I was in a discussion, yesterday, about restitution at courts-martial.
Restitution cannot be adjudged at court-martial. There are some recommendations and proposals for change. See, e.g., Report of the Judicial Proceedings Since Fiscal Year 2012 Amendments Panel.
Is it ethical to negotiate restitution for various offenses? The underlying question is whether it is ethical to bargain for restitution instead of a stiffer sentence or court-martial. I think it is so long as there is transparency. Transparency is achieved by working through the TC and if there is one, the SVC/VLC.
I'm licensed in VA. So, "At or before the time of sentencing, the court shall receive and consider any plan for making restitution submitted by the defendant." See § 19.2-305.1.C, Code of Virginia, and see R.C.M. 705(c)(2)(C).
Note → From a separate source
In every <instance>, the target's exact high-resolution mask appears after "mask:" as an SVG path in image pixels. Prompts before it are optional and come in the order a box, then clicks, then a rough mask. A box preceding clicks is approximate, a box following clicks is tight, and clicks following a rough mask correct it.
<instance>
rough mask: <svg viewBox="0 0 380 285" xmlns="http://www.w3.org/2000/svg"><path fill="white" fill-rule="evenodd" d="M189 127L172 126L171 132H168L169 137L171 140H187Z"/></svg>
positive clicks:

So, my question is, why is this not done more frequently? I have used R.C.M. 705 with some occasional satisfaction to both parties. Let's try two situations unrelated to sexual assault.
1. A Sailor comes down to berthing from flight deck operations to find that various items are missing from his footlocker. A suspect is identified and during the investigation several other mysterious events are solved, but the thief trashed the computer so much it is unusable. Because a shipboard thief is bad for morale and good order and discipline, at least a SPCM is in order. Now what?
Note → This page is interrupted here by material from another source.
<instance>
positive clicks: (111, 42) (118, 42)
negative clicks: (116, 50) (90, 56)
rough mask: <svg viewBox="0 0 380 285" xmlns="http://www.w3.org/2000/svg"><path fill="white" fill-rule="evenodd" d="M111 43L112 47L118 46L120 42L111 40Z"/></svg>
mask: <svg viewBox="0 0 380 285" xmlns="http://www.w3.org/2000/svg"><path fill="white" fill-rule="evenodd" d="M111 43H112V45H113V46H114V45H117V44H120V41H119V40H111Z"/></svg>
a. You might have the victim make a claim under Article 139, UCMJ. That's a form of restitution.
b. Let's assume the victim fails to make a timely claim and the appropriate office within TJAG properly denies the claim. And we are off to SPCM anyway.
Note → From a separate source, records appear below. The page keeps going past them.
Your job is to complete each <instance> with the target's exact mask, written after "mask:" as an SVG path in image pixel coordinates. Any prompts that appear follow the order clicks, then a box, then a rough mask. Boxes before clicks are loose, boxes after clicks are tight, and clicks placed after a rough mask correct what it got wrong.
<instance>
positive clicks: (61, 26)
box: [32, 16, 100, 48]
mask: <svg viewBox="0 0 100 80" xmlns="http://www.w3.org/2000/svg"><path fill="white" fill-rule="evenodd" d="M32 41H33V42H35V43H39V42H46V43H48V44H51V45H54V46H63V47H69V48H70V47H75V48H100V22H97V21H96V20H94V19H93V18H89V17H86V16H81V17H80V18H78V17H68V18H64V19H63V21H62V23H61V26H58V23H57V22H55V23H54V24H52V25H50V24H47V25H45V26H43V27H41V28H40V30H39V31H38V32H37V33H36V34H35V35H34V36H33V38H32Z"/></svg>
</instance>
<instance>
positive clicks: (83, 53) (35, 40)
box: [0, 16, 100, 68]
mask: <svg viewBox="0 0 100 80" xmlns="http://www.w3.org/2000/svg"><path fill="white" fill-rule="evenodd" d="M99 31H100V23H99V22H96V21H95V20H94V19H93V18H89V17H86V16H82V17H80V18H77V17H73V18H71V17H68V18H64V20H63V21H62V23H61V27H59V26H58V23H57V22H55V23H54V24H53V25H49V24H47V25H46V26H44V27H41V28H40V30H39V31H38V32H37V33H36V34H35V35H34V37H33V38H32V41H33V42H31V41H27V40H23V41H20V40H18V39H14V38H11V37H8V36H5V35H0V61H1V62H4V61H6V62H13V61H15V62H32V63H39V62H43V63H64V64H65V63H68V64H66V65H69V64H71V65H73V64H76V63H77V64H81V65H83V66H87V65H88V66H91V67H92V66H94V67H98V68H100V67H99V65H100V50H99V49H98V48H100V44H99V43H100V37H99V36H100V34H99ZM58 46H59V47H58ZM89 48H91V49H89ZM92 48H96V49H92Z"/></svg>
2. A Soldier assaults a servicemember or a civilian off base, so there's no Article 139, UCMJ, claim. As we know, TriCare doesn't pay everything, there are deductibles and civilians may have a more significant personal cost depending on their medical insurance policy. Go back to 1.b.(1)(2).
3. I think also you can negotiate an alternative disposition conditioned on completion of the restitution or else the case goes back to trial.
4. OK, now apply that to sexual offenses where there is a specific monetary loss to the victim.
For those not familiar with the concept, go to The Google and search "Restorative Justice." Or go here to the Canadian government website, or here, or how about the San Francisco DA Office, or here is someone's personal story.
I bring all this up because I've seen enough sexual assault cases where one of the issues adversely affecting a survivor is a specific financial cost from the crime. Perhaps she went to a private medical provider and there is a bill not covered by TriCare or other insurance. Or, perhaps he went to a private psychologist (does TriCare cover that?)